Он знал, что выберется, - также, как и знал, что нависающий над ним силуэт - не друг.
Другом была оболочка.
Оболочка, перерождающаяся в яркий, бесконечно яркий свет, выжигающий сетчатку, который мигнул в углу комнаты, как напоминание, что он ещё существует, что он будет оберегать. Что он рядом - и что (СЭМ) в безопасности, сколько бы боли не было.

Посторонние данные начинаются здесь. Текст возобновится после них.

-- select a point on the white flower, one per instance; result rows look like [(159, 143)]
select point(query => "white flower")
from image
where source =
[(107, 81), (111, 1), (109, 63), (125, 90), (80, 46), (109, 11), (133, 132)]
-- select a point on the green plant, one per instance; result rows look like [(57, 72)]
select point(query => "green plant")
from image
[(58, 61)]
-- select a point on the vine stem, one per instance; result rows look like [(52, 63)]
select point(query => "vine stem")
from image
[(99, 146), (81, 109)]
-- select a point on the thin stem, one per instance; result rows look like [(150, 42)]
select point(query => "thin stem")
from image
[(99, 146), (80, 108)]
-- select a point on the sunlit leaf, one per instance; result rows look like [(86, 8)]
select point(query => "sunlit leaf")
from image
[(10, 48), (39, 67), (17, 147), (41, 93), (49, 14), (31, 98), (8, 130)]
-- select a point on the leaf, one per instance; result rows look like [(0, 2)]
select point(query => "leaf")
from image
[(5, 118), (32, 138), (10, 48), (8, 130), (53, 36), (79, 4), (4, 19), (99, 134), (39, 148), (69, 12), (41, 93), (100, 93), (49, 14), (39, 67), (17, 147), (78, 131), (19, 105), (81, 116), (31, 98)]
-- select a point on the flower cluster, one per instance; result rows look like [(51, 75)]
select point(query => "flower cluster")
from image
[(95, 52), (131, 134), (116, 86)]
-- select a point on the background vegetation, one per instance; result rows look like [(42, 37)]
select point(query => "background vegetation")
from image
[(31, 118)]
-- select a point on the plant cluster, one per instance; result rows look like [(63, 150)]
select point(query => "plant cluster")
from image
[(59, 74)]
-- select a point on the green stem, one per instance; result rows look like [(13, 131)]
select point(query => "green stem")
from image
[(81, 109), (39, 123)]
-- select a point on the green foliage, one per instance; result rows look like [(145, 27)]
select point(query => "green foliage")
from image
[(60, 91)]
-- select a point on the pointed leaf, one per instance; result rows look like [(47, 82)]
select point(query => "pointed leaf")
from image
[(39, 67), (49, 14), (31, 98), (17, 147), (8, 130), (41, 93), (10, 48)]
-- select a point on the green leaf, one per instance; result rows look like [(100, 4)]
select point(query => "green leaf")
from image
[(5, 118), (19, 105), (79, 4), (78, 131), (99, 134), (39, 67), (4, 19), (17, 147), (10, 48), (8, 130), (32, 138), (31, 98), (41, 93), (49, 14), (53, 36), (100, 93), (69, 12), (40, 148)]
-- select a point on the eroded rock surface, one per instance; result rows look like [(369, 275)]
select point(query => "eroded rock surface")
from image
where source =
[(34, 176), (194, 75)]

Пальцы, те самые, ледяные, сместились с шеи к подбородку, впились в него жёлтыми ногтями и отразились прикосновением на лбу. Секунда - и они двинутся по часовой стрелке, порвут всё, не позволят сделать последний вдох, лишат его возможности
(чего? жить? печально, очень печально, ты не знаешь, каково это, не знаешь, не знаешь, не...)
ПОНЯТЬ, и их обладатель ВЫБЕРЕТСЯ НАРУЖУ.
Сэм, - его звать «Сэм», огонёк, далёкий, такой же, как тот яркий свет, напоминал ему об этом, - рванул вперёд, протягивая окоченевшую, неподвижную руку к огоньку, что тянулся к нему в ответ. Чужие пальцы затвердели, не желали его выпускать, но Сэм хотел выбраться, боже, он ничего так сильнее не хотел, как забыть о том, что его тело изломано и сбежать, поймать огонёк, Боже, если ты слышишь, помоги, помоги, выбраться, тут, мне, пожалуйста, п...
Пальцы впились в огонёк, как в последнюю надежду, и рыжая искра, обдавшая теплом всё тело, внезапно выросла, становясь огромных, ослепляющих размеров, ударивших по глазам.
Визг существа, желающего СКРУТИТЬ ГОЛОВУ, УБИТЬ, ударил по ушам, и Сэм, стиснув зубы, закричал в ответ, раздирая глотку изнутри. Вязкая кровь тела по шее, лицу, глазам - она была холодной, как растаявший лёд. Сэм больше не пытался её остановить, он лишь чувствовал, как её становится больше, как она заливает всё вокруг своей вязкостью, подобно смоле, и огонёк (ЯРЧАЙШИЙ СВЕТ) рос вместе с ней.
Вылетали стёкла, рушились стены, всё взлетало в воздух. Визг становился всё более отдалённым, крик в горле Сэма постепенно затих. Он лежал на полу мёртвым грузом и не шевелился, прислонив горячий лоб к холодному полу, что отрезвлял лучше любой пощёчины. И лишь краем угасающего сознания почувствовал, как чьи-то пальцы вплетаются в его волосы и медленно, словно задумчиво перебирают стекающие до плеч пряди.
- Теперь всё в порядке. Теперь всё хорошо. Смерти больше нет.
Лишь несколько слов - и Сэм утонул в лёгком забвении, которое больше не сопутствовали жёлтые глаза.
Он выжил. Огонёк сумел его спасти, - напоследок мелькнуло в его голове. - Он смог.